There are probably good reasons why this museum is called the “Louvre”, but I could not see why on my visit
There is a Louvre in Paris. It is a wonderful museum. There is a Louvre in Abu Dhabi. It is a wonderful museum, but a very different one. Why is the museum in Abu Dhabi also called Louvre?
It is a stunning venue to display art and has a distinctive style of its own. There seems to be little to connect the two venues other than the name and that they are both art galleries. Should the Abu Dhabi museum have not built its own identity?
I’m sure there are benefits of being associated with the Louvre “brand”. Perhaps it allowed the museum to take items from the collection in Paris and to leverage the experts there. There is probably a short-term benefit around legitimacy. Abu Dhabi has so much money that I’m sure that all of these benefits could be achieved in other ways that would have allowed Abu Dhabi and the UAE to establish greater credibility and even leadership on the global cultural stage in a way it does not quite do by leaning on the history of the Louvre name.
This seems to be a trend in the Middle East in general. It seems that there has been a race to bring successful restaurant franchises in from abroad, with Coya, Jean Georges, Nobu and Zuma just a few of the names that we can find in Abu Dhabi or Dubai or Doha. The main theme park in Abu Dhabi is Ferrari branded.

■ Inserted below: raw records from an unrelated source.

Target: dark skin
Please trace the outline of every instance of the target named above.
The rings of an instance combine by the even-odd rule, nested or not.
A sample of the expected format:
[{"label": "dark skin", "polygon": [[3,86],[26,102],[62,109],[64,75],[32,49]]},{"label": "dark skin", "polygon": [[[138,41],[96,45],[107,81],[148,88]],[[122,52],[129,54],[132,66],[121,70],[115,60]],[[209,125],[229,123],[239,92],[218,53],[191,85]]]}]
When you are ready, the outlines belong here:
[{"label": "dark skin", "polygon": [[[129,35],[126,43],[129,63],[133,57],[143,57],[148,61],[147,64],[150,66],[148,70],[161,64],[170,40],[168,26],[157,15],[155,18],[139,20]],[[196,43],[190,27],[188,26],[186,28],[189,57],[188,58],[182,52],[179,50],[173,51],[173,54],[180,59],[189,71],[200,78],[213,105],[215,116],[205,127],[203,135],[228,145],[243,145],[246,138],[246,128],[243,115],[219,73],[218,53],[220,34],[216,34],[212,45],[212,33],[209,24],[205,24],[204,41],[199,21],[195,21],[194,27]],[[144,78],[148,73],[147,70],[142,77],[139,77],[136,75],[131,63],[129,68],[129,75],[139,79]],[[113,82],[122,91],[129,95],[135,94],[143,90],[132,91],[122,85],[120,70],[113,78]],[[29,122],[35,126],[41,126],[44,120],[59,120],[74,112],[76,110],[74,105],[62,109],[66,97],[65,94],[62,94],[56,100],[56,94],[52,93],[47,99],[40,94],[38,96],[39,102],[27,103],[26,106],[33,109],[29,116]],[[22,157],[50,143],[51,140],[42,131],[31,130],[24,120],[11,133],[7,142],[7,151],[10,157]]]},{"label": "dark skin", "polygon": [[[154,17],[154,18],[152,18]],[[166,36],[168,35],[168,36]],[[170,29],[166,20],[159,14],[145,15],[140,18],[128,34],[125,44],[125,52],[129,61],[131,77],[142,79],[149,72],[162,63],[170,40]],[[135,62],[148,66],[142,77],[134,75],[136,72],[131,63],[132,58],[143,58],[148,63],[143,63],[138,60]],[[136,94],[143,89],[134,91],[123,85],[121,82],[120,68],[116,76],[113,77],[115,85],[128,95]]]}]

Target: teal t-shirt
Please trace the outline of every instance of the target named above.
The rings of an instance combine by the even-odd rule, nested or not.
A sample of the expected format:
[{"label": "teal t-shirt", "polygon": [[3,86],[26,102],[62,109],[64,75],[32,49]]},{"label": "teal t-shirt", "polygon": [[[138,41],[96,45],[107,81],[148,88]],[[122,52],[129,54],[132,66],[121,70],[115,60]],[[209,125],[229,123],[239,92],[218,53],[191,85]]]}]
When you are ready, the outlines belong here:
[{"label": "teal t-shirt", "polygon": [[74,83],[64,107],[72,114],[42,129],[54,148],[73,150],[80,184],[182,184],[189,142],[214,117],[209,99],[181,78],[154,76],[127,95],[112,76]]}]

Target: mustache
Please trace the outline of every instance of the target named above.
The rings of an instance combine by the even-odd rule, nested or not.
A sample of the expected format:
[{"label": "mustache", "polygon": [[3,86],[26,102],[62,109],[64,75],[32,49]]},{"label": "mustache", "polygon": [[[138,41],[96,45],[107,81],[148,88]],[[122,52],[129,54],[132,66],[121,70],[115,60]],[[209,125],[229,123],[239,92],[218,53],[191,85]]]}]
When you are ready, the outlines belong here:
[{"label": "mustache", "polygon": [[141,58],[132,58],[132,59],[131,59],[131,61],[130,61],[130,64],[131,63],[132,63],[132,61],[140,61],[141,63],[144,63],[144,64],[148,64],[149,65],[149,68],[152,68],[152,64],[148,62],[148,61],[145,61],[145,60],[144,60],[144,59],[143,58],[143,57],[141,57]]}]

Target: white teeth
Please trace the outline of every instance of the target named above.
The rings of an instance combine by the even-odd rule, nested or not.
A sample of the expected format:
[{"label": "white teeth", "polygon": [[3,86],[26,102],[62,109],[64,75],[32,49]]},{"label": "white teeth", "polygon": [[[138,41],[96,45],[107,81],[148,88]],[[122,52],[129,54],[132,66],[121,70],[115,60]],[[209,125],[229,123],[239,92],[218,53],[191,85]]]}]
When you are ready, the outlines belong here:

This has all been thought through by people much smarter than me and perhaps the appropriation of European and US brands is a shortcut to establishing the region on the global stage, with the next stage of evolution being the creation of homemade brands and the exporting of soft power. I can only speculate.
To be honest, my real gripe with this is that it is part of a global concentration of power. Every place in the world starting to look the same, with the same brands dominating shopping, eating and every aspect of our lives. The world is becoming smaller and less exciting as we share “best practices” across regions – Coya is becoming the rich man’s McDonalds. Global domination of a small number of mega-brands and companies concentrates capital, power and wealth in a handful of people.
As always, I’m left breathless in the face of what humans can achieve when we put our heads together…
Louvre Abu Dhabi is housed in a stunning architectural creation. The dome it sits under is worth the entrance fee. The thought that has gone into details of the museum (for example, the tiles in each room change to reflect the epoch it represents) is of the highest order. It is breathtaking.
… but questions still remain over the value of the humanity in its creation
Like all great monuments throughout history, this breathtaking structure is built on the backs of at best underappreciated and at worst exploited labour.
There is of course bias in the way that I look at the labour conditions here, because it is happening now, in my face, as reported by my Guardian. I didn’t notice the working conditions of the people that built Angkor Wat, Macchu Picchu or the Great Wall of China. I’m not often troubled by thoughts of the slaves that build The White House.
Can great structures anywhere only exist side by side with worker oppression? Are the wings that help us reach the soaring heights of humanity made of inequality and subjugation?